Although tuberculosis (TB) is relatively rare in Canada, this lung disease continues to disproportionately affect certain populations, particularly Inuit and other Indigenous Peoples. It also remains common among people born outside of Canada who, before immigrating, were exposed to TB in countries with higher infection rates. The incidence of TB is strongly influenced by social determinants of health, such as poverty, inadequate housing and barriers to accessing health care. The disease is curable and preventable but can be fatal if left untreated.
Through the Government of Canada's tuberculosis response, our country has committed to eliminating TB by improving early detection, access to care and treatment. Early detection—usually with a simple skin prick, blood test or chest X-ray—is key for treating TB. However, in remote or underserved regions where TB rates are high, early detection is difficult because of limited resources and barriers to accessing health care.
To help address this challenge, Dr. Ashkan Ebadi, a researcher with the NRC's Digital Technologies Research Centre, partnered with Dr. Alexander Wong, a University of Waterloo professor and co-director of the Vision and Image Processing Research Group. Together, they developed an algorithm that can analyze chest X-rays to screen and detect cases of TB. This technology could transform how health-care providers in remote areas screen for the disease, enabling faster and more accurate diagnoses.

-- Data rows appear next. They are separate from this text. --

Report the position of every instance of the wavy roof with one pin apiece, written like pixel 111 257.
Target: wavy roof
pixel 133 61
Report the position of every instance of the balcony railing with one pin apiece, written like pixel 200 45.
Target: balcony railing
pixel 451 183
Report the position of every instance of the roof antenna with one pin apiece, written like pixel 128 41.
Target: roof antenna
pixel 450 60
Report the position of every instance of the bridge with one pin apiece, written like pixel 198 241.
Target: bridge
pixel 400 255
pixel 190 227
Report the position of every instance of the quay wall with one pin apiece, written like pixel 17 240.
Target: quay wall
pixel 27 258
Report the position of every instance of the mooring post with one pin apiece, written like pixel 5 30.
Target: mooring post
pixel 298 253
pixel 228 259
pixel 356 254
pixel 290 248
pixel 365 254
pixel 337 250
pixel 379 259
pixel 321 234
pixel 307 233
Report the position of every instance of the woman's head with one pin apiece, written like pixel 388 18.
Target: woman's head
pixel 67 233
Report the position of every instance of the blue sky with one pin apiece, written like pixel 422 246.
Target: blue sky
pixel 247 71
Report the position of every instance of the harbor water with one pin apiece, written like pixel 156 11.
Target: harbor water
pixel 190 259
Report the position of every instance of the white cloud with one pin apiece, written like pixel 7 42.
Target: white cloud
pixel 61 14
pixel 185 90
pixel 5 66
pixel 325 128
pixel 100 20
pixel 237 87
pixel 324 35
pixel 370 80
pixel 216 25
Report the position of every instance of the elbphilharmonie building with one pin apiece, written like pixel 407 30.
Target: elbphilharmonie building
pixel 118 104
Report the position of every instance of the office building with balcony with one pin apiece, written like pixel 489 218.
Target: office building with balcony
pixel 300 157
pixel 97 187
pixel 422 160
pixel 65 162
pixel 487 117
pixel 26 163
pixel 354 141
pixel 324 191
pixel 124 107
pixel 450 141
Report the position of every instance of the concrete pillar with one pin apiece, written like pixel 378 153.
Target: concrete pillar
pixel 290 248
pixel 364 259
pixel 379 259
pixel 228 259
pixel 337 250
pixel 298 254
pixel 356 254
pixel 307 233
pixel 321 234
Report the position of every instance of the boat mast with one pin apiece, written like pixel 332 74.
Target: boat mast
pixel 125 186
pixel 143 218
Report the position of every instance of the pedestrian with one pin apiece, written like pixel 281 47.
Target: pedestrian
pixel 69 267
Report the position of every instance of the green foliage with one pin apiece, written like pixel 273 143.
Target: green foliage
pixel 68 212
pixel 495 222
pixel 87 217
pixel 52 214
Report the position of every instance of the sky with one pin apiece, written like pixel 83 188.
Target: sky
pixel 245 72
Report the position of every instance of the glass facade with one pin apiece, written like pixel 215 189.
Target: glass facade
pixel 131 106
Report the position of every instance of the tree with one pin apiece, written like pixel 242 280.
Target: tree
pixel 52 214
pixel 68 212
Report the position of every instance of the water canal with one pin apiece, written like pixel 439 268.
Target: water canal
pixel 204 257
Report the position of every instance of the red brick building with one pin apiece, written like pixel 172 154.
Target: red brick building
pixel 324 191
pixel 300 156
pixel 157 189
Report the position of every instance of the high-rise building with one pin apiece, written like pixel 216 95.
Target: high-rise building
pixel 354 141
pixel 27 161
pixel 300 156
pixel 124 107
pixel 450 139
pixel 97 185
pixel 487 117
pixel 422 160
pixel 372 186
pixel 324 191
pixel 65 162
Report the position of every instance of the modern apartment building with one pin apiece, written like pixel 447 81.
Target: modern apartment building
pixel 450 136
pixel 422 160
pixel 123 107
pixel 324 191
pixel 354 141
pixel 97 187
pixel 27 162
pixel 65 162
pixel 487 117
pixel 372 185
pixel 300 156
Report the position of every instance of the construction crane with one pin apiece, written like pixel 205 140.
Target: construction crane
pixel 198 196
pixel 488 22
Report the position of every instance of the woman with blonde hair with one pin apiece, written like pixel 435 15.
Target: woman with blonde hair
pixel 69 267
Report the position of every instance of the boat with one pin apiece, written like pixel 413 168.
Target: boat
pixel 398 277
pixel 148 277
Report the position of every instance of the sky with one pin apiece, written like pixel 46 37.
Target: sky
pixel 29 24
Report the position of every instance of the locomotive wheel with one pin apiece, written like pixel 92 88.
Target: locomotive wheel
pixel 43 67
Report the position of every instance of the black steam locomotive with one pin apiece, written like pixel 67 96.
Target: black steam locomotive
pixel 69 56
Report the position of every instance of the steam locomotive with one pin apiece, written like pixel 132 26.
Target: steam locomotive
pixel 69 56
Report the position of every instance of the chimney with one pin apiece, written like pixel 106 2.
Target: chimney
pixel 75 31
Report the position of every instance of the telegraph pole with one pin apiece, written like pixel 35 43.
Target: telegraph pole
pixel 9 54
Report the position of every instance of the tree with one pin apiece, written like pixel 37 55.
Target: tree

A unique feature of the AI tool is its ability to learn on its own, with minimal human supervision. Using a teacher–student set-up, an initial "teacher" model is trained on a small set of X-rays, including confirmed cases of TB. Once the teacher model becomes good enough, it begins training a "student" model on a larger set of unknown images. Just like when humans learn, the teacher model provides constant feedback as the student model scans new images looking for cases of TB. Early results reported in a 2024 IEEE paper by Patel, Wong and Ebadi showed that their AI model diagnosed TB with a 98% accuracy rate.
The model also uses logic and reasoning behind its decision making—a unique feature called explainable AI, or explainability. Unlike more traditional "black box" models, an explainable AI model describes the reasoning behind an answer or, in this case, a diagnosis. When analyzing an X-ray, the model highlights regions that are relevant for a TB diagnosis. Explainability is crucial in high-stakes areas such as health care. It allows health-care workers to build confidence in the system and provides transparency behind the AI model's automated decision making.
This project builds on earlier successes. During the COVID-19 pandemic, Dr. Ebadi and his collaborators developed COVID-Net, AI-based solutions for rapid diagnosis of COVID-19 and determining the prognosis of infected patients. The models gained international recognition and were used by researchers and hospitals around the world. With COVID-19 cases now under better control, the team saw an opportunity to apply their AI technology to other health-care challenges, especially ones where there is an immediate need.
Looking ahead, Dr. Ebadi hopes this AI model can help overcome barriers to TB screening, and early detection in remote and underserved regions in Canada by reducing the need for access to specialized staff. Although their solution shows early promise, the team now needs to partner with collaborators in hospital settings and use real-world population data. This step is essential for fine-tuning and ensuring accuracy in a clinical setting.
This AI-based technology developed by Dr. Ebadi and his collaborators has the potential to bring advanced diagnostic tools to underserved communities where early detection of TB can make a big difference.